I have one question about row partitioning in Teradata while doing physical desining of tables. What are the crieterias to consider when we deicde if a table needs row partitioning or not ? One crieteria is to consider the number of rows in a table. Say if a table will have more than 1 million rows, the table should be partitioned ? Or should we consider the size of table ( number of rows * size of each row) to be the crieteria ? Say if a table is more than 10GB, partitioning should be considered? If we partition a small table, what are the overheads? In all these tables, i am considering a date field to have partition on. That date column is generally used in either '=' or '>=' conditions in queries.
I read through some documentation, but there is no cear cut crieteria given to decide on this. Any detailed material would really help.

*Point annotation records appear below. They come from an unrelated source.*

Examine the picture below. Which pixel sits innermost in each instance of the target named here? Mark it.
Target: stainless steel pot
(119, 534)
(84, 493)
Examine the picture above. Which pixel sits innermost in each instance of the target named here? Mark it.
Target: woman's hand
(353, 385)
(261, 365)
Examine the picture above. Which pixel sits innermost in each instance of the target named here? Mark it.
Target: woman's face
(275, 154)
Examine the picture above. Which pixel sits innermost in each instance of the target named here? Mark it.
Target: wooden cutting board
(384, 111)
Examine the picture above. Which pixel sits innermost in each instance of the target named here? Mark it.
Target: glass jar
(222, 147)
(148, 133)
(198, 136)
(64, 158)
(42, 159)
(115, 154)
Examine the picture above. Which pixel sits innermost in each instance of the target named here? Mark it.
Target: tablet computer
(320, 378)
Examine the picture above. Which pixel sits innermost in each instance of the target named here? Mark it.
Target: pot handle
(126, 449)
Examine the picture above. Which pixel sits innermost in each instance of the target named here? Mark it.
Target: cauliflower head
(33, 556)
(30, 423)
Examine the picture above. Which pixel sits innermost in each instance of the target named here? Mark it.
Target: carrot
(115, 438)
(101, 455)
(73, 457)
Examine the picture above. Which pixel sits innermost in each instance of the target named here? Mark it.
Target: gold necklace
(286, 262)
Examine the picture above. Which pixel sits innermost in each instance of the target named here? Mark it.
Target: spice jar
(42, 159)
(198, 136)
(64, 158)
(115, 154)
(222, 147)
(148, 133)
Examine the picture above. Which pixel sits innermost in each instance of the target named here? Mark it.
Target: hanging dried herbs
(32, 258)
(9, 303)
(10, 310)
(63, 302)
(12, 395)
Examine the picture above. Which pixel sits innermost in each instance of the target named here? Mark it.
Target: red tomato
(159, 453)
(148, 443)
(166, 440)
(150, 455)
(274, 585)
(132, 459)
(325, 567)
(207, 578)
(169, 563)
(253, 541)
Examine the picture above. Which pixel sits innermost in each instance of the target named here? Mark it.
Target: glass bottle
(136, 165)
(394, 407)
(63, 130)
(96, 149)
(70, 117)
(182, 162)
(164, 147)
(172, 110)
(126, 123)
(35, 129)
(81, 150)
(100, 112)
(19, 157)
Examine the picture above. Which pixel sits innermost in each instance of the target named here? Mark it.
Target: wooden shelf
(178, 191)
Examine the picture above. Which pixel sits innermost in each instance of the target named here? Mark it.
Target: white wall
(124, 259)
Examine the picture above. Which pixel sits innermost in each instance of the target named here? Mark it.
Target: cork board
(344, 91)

People usually use row partitioning to make the most frequent types of queries more efficient. For example, if 90% of all queries only need to look at this month's rows (or any one month's), then it makes sense to partition by month. The Optimizer will recognize that all the rows it needs are in one paritition and won't bother scanning the others. Likewise, if a query wants to compare data between last month and 12 months prior, the Optimizer will know it only needs to scan two partitions.
Partial column partitioning is a similar choice to isolate less-frequently used columns.
Thanks for the reply. As i understand, it totally depends on how we access the table.
So, based on what should we consider to partition or not partition a table i.e number of rows or size of the table ? That's wht my original question was about.
The size of the table (number of rows*size of each row, that's how we calculate it) doesn't have any impact on this ? Should we consider any threshold (say 10GB ) below which we should not consider to partition any table ? Any insights would be helpful. I went through the manuals, but i couldnt get an exact answer tthere ?
For smaller tables, a full table scan would be used if partition is not used. So, would that be not efficient as well as the table is small ? partitioning also increases the row header size and PI-PI joins would also perform slow if PPI is not used in the join condition. So, what is the trade off here ?
You make a lot of good points, and I know of no formulaic answers, but if there were it would be based on the number of AMPs (or perhaps "T-Cores") in the system. For instance, 10GB may sound small to most of us, but maybe not if there are only 8 AMPs. And yes there are tradeoffs like PI join considerations. Usually when a physical design choice is not obvious in a particular case, people test with the choices available and learn empirically which works best. Sometimes that test even has to be done in production - with careful monitoring of course, and with a fallback plan.